Film français de Thomas Kruithof (2025), avec Virginie Efira, Arieh Worthalter, Mama Prassinos, Justine Lacroix, Loup Pinard, Pascal Oumaklouf… 1h42. Sortie le 5 novembre 2025.
Arieh Worthalter et Virginie Efira
Le phénomène des Gilets Jaunes a déjà donné lieu à plusieurs films relevant pour l’essentiel du documentaire. Sans doute parce qu’au-delà des actions spectaculaires qui l’ont caractérisé à partir de de novembre 2018, ce mouvement se caractérisait par l’hétérogénéité des colères qu’il fédérait et son refus de s’apparenter à un parti, à un syndicat voire à une communauté. Thomas Kruithof a décidé de prendre le taureau par les cornes en filmant la chronique d’un couple de la classe moyenne dont l’unité se trouve mise à l’épreuve par cette éruption en forme d’insurrection spontanée. Karine travaille dans une usine agro-alimentaire, Jimmy dirige une petite entreprise de transport qui le contraint à passer le plus clair de son temps au volant d’un camion pour pouvoir éviter la faillite, quitte à prendre tous les risques sous l’effet de cadences infernales. Mais quand le mouvement éclate, le couple se divise quant à l’attitude à adopter et voit ses vingt ans de complicité soumises à rude épreuve. Avec le risque bien réel que ces braises éparses ne se transforment en incendie dévastateur. Dès son premier long métrage, le réalisateur des Promesses et son coscénariste Jean-Baptiste Delafon s’étaient frottés au thème de la politique à l’échelon local. Ils poussent ici le bouchon encore plus loin en dépeignant un pays profond que le cinéma ne montre que très rarement sinon dans des chroniques socio-familiales qui s’apparentent davantage à des faits divers qu’à des études de mœurs proprement dites. L’approche s’avère ici résolument différente par sa volonté d’intégrer l’individu au sein d’un portrait de groupe avec drame, ainsi que le fit en son temps un cinéaste aussi engagé que René Allio.
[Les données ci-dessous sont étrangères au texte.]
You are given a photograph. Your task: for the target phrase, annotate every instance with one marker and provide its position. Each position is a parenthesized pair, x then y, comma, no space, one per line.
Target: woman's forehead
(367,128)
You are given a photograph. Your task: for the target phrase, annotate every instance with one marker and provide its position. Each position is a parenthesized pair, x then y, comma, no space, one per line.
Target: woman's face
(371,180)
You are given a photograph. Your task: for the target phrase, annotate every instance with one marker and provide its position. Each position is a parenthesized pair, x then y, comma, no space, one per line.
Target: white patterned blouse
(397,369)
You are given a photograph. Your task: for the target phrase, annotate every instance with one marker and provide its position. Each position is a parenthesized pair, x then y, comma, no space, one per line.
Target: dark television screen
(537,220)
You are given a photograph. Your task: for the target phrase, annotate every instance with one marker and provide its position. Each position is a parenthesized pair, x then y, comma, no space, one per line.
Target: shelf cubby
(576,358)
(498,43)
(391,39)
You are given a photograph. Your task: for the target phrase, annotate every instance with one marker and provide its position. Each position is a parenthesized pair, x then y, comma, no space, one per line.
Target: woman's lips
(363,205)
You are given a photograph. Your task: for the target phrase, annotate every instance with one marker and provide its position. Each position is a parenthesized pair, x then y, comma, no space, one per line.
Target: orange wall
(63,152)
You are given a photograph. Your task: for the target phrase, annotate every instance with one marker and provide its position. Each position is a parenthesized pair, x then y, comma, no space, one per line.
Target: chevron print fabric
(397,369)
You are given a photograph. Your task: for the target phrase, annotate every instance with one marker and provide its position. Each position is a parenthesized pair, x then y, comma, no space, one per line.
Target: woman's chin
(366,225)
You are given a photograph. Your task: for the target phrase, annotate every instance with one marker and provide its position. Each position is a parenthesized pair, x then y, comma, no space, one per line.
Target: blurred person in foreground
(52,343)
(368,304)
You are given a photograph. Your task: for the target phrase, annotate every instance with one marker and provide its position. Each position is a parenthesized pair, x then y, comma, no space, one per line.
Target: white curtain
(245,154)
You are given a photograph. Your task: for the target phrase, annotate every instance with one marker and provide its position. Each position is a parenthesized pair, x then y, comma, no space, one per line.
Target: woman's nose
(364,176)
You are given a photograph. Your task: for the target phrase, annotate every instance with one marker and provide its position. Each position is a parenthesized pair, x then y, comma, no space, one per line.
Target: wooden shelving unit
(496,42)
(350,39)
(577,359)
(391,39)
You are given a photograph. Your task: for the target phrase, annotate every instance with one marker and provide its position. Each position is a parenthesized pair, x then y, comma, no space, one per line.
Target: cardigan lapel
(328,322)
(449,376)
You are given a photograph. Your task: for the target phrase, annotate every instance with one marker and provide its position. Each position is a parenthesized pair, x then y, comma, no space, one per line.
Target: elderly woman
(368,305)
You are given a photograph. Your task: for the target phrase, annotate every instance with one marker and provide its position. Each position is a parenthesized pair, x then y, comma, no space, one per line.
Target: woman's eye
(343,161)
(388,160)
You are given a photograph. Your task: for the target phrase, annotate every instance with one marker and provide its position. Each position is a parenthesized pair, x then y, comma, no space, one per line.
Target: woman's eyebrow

Virginie Efira et Arieh Worthalter
C’est en montrant la perméabilité de l’individu au collectif que Les braises trouve son équilibre et réussit à montrer cette France des invisibles que les sondeurs et les sociologues eux-mêmes peinent à cerner. Thomas Kruithof mise en l’occurrence sur un couple déjà réuni il y a deux ans dans Rien à perdre de Delphine Deloget : celui formé par Virginie Efira et son compatriote belge Arieh Worthalter, l’inoubliable héros du Procès Goldman de Cédric Kahn. Leur expérience s’impose dès lors immédiatement comme une évidence qui fait gagner pas mal de temps au scénario et instaure entre eux naturellement cette expérience qu’ils partagent depuis des années quand survient ce moment de vérité qui les divise sans vraiment les opposer. À travers eux, le film souligne à quel point ce mouvement spontané a rapproché des gens et en a opposé d’autres, ce qui a d’ailleurs contribué pour une bonne part à l’empêcher de se faire récupérer, mais en a aussi réduit la portée, là où une nouvelle force politique aurait pu en émerger. C’est cet individualisme exacerbé à l’épreuve du collectif qu’appréhende le film avec une grande justesse. Avec aussi cette vision intéressante d’une jeune génération qui semble déjà avoir baissé les bras et trouve son compte dans les réseaux sociaux en substituant parfois le réconfort illusoire du virtuel à un réel moins souriant qui n’ose même plus faire miroiter le Grand Soir. C’est dire combien le message de ce film s’avère essentiel par sa façon de cerner à hauteur d’homme un phénomène de société dont seules les historiens décrèteront plus tard s’il ne s’agissait que d’un feu follet.